Data-Free Quantization via Mixed-Precision Compensation without Fine-Tuning
Jun Chen, Shipeng Bai, Tianxin Huang, Mengmeng Wang, Guanzhong Tian, Yong Liu
TL;DR
The paper tackles data-free quantization at ultra-low precision by proposing Data-Free Mixed-Precision Compensation (DF-MPC), which compensates low-bitwidth layer errors with a high-bitwidth reconstruction in the subsequent layer without using original or synthetic data. It formalizes a layer-wise mixed-precision framework and derives a closed-form solution that minimizes a feature-map reconstruction loss between the full-precision and mixed-precision models. Empirical results on CIFAR and ImageNet show DF-MPC can outperform prior data-free methods across multiple architectures, with improved accuracy and efficiency, while realising a flatter loss landscape and weight distributions closer to zero after compensation.

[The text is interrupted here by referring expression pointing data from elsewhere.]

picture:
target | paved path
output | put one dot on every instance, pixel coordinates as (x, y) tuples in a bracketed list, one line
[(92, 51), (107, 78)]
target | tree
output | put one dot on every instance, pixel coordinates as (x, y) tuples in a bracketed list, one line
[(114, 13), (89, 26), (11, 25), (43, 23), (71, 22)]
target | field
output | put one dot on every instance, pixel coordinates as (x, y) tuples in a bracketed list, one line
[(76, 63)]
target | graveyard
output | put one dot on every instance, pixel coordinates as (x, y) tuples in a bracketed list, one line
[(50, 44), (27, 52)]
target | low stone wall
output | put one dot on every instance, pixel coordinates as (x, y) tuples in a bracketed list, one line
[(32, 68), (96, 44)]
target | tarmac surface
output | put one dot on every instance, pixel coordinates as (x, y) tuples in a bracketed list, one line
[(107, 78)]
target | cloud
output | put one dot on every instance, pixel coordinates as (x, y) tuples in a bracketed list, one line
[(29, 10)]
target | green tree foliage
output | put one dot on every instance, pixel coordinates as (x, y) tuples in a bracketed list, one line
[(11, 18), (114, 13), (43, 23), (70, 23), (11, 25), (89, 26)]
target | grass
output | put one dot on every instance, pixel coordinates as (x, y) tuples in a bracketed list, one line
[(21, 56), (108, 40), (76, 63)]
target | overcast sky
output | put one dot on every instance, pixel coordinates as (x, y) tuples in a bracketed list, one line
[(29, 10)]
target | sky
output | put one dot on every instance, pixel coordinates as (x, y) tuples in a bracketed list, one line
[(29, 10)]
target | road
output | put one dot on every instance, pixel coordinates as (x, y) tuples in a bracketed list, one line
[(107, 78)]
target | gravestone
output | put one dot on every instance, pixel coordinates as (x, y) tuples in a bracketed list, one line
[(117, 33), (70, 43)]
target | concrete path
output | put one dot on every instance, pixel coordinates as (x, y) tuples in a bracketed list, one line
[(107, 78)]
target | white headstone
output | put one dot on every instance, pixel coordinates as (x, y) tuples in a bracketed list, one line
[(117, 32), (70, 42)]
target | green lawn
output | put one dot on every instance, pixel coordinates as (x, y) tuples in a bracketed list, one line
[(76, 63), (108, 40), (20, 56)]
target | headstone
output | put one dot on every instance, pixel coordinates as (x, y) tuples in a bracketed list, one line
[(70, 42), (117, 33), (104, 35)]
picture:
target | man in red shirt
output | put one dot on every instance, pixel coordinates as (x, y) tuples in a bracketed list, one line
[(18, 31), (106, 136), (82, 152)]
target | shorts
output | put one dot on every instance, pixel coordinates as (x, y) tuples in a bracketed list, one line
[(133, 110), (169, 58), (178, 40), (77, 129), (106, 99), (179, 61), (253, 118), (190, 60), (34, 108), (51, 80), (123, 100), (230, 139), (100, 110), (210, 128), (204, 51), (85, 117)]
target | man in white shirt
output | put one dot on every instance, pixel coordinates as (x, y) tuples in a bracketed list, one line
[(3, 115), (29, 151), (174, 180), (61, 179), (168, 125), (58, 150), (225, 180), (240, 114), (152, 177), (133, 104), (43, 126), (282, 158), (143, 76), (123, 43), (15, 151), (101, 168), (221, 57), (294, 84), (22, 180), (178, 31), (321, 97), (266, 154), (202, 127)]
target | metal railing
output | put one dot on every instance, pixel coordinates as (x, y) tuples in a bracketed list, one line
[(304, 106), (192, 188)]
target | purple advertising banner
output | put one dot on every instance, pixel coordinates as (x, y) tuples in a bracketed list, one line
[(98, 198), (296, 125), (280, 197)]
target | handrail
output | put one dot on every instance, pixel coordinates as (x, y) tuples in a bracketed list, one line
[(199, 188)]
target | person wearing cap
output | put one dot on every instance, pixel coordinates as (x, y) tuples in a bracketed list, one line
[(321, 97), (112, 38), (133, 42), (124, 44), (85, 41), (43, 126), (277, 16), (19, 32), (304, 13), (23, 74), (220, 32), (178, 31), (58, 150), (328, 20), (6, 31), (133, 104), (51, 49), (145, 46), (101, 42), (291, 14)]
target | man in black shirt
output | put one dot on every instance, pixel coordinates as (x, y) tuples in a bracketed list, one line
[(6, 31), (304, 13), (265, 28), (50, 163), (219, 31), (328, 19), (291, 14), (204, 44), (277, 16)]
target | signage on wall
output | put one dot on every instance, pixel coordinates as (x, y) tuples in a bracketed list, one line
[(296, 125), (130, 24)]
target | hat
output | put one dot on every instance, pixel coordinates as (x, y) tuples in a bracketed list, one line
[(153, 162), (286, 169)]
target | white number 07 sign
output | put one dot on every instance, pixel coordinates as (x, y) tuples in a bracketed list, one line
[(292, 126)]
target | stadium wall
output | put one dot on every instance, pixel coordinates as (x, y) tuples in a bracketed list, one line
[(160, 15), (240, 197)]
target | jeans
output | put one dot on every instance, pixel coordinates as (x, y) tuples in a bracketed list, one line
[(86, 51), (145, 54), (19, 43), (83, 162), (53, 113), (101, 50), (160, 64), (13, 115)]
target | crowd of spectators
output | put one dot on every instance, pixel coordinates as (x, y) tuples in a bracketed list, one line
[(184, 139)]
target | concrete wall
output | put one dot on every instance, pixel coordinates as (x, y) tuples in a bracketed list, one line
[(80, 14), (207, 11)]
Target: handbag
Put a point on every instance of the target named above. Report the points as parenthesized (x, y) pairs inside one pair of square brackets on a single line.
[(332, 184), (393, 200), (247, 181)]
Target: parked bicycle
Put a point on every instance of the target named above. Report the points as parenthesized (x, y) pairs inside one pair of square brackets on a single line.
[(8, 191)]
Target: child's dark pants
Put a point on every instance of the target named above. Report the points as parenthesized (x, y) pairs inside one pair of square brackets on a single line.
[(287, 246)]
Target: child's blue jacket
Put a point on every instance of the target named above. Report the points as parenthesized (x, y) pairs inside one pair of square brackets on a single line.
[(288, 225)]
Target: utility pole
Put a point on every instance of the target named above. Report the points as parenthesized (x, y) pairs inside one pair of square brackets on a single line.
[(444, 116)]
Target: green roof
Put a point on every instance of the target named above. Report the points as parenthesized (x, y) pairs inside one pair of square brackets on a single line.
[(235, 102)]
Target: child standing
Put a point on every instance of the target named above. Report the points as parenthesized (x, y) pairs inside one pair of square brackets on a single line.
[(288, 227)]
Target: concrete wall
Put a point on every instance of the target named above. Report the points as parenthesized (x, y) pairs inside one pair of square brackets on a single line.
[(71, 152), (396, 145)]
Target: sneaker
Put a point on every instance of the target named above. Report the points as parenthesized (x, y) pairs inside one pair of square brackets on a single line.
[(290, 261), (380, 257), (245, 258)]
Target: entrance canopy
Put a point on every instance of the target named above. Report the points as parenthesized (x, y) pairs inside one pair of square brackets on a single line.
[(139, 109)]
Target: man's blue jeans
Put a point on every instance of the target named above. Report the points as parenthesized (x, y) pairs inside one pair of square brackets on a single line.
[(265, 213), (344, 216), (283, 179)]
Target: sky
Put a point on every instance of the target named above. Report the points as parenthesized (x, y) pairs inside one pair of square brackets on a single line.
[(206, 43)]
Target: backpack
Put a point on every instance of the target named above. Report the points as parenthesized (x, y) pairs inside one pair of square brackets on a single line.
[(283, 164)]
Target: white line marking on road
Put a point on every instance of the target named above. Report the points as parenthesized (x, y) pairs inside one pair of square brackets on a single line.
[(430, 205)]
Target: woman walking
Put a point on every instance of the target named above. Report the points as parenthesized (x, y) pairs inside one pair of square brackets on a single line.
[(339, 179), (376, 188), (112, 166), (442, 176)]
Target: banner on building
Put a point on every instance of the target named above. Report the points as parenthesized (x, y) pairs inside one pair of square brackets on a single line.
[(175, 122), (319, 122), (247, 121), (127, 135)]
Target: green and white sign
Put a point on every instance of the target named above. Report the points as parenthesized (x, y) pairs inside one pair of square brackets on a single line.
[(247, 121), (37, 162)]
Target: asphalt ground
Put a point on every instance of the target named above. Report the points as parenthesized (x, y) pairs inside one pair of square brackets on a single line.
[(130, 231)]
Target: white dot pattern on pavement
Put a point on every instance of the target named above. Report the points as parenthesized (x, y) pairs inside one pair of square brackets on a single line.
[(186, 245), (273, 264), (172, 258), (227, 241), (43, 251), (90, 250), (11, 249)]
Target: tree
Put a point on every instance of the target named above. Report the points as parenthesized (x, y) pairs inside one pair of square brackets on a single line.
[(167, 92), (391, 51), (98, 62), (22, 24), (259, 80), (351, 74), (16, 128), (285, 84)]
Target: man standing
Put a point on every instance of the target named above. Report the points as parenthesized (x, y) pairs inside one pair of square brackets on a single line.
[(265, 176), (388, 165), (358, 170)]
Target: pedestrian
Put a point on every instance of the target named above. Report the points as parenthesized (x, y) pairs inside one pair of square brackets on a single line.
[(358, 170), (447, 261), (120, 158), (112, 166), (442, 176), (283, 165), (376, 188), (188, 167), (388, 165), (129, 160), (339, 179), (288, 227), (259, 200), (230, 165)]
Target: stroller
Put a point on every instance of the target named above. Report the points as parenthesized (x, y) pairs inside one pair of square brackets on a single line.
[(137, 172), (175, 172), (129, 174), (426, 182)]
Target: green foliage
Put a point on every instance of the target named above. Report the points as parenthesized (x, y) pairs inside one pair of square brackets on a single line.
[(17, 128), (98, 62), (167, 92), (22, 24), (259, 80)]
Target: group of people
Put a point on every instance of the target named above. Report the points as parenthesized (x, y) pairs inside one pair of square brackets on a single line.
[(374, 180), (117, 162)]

The work highlights a practical, data-free path to deploy ultra-low-precision networks, albeit with some performance gaps relative to synthetic-data methods, and suggests directions for future enhancement via feature-map estimation.
Abstract
Neural network quantization is a very promising solution in the field of model compression, but its resulting accuracy highly depends on a training/fine-tuning process and requires the original data. This not only brings heavy computation and time costs but also is not conducive to privacy and sensitive information protection. Therefore, a few recent works are starting to focus on data-free quantization. However, data-free quantization does not perform well while dealing with ultra-low precision quantization. Although researchers utilize generative methods of synthetic data to address this problem partially, data synthesis needs to take a lot of computation and time. In this paper, we propose a data-free mixed-precision compensation (DF-MPC) method to recover the performance of an ultra-low precision quantized model without any data and fine-tuning process. By assuming the quantized error caused by a low-precision quantized layer can be restored via the reconstruction of a high-precision quantized layer, we mathematically formulate the reconstruction loss between the pre-trained full-precision model and its layer-wise mixed-precision quantized model. Based on our formulation, we theoretically deduce the closed-form solution by minimizing the reconstruction loss of the feature maps. Since DF-MPC does not require any original/synthetic data, it is a more efficient method to approximate the full-precision model. Experimentally, our DF-MPC is able to achieve higher accuracy for an ultra-low precision quantized model compared to the recent methods without any data and fine-tuning process.